Nearly 40% are expected to default by 2023. (For context, during the financial crisis and its aftermath, mortgage delinquencies and defaults peaked at 11.5%.) Much research and study have been devoted as to why so many student borrowers aren’t paying their loans. Part of the answer may be that they never fully understood they were borrowing because of misleading marketing.
Imagine that a bank offered to help you buy a car. Let’s say that the bank sent you a letter offering a variety of different types of “aid” without clearly specifying that some of the “aid” was in the form of a loan that you would have to repay. Let’s say that the bank also didn’t disclose to you the total amount you would have to borrow to get the car or the interest rate and other key terms of the loan before you committed to its offer. Would you take the deal?
I hope not!
A lack of skepticism and regulatory oversight
Americans are somewhat wary when it comes to borrowing money from banks or other private lenders. While more can always be done to educate the public on the risks of unaffordable debt, most of us know enough to ask questions and nail down repayment terms before we commit. In addition, private lenders are subject to state and federal consumer protection laws that would never permit them to market a loan in such a misleading way.

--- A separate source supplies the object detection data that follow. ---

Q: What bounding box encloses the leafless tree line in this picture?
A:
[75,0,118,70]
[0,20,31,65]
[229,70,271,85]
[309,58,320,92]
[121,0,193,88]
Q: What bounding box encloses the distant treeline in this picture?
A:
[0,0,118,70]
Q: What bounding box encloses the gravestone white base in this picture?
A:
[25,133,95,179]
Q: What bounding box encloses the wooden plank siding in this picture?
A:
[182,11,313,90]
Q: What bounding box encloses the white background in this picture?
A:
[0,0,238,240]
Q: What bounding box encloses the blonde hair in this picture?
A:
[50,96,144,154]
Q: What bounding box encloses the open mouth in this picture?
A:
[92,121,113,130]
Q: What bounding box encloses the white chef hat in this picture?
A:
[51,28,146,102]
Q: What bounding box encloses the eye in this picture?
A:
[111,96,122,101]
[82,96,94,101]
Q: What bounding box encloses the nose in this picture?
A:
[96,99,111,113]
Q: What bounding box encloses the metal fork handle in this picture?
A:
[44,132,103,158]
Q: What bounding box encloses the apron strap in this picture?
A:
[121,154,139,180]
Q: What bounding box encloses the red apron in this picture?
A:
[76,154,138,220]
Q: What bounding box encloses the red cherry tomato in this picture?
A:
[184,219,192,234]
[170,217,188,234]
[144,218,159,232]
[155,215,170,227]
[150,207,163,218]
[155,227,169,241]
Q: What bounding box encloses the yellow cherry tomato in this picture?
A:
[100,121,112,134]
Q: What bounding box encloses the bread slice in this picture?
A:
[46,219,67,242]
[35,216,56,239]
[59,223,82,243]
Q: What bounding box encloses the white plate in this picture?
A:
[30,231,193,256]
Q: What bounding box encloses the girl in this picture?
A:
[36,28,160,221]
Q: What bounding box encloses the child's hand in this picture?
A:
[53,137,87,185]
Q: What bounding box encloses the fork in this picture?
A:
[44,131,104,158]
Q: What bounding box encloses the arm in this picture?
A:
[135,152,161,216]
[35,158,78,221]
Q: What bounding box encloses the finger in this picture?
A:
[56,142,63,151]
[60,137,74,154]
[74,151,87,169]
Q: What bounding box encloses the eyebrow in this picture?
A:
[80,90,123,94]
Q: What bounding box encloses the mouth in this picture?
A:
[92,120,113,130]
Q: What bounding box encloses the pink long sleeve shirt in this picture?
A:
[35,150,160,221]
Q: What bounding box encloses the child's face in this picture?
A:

Unfortunately, the same amount of consumer skepticism and regulatory oversight is not present when the government is the one providing that “aid” in the form of student loans. Indeed, millions of students and their families routinely commit to borrow tens of thousands of dollars from the government to finance their student’s higher education before they receive any clear disclosures of key loan terms or even understand the total amount they will likely need to borrow for the student to complete her degree.
Federal student loans are marketed around the notion that they are a benefit provided by the government to gain access to higher education, not a financial obligation. Students and their families are encouraged to make maximum use of that benefit and since it’s coming from the government, many just assume it’s in their interests to do so. Government and college websites lump loans into the category of “financial aid” along with scholarships, grants, and work study. Loans are arranged through colleges which send “award letters” to student applicants once they are accepted at a college. These letters are not subject to Truth in Lending regulation and vary widely in explaining how students will need to finance college costs. An analysis of 11,000 award letters by the New America Foundation found that less than one-third clearly distinguished debt from grants and scholarships that do not have to be repaid. A significant number didn’t even use the word “loan,” instead characterizing debt as an “award.” Perhaps this is one reason why an earlier study by Brookings found that 28% of first year student borrowers didn’t even know they had federal loans.
To their credit, the Department of Education and the Consumer Financial Protection Bureau have developed online tools to help students understand and compare the costs of attendance and their post-graduate debt obligations. However, these tools are voluntary and hampered by lack of consistency in how “aid” is disclosed in college award letters.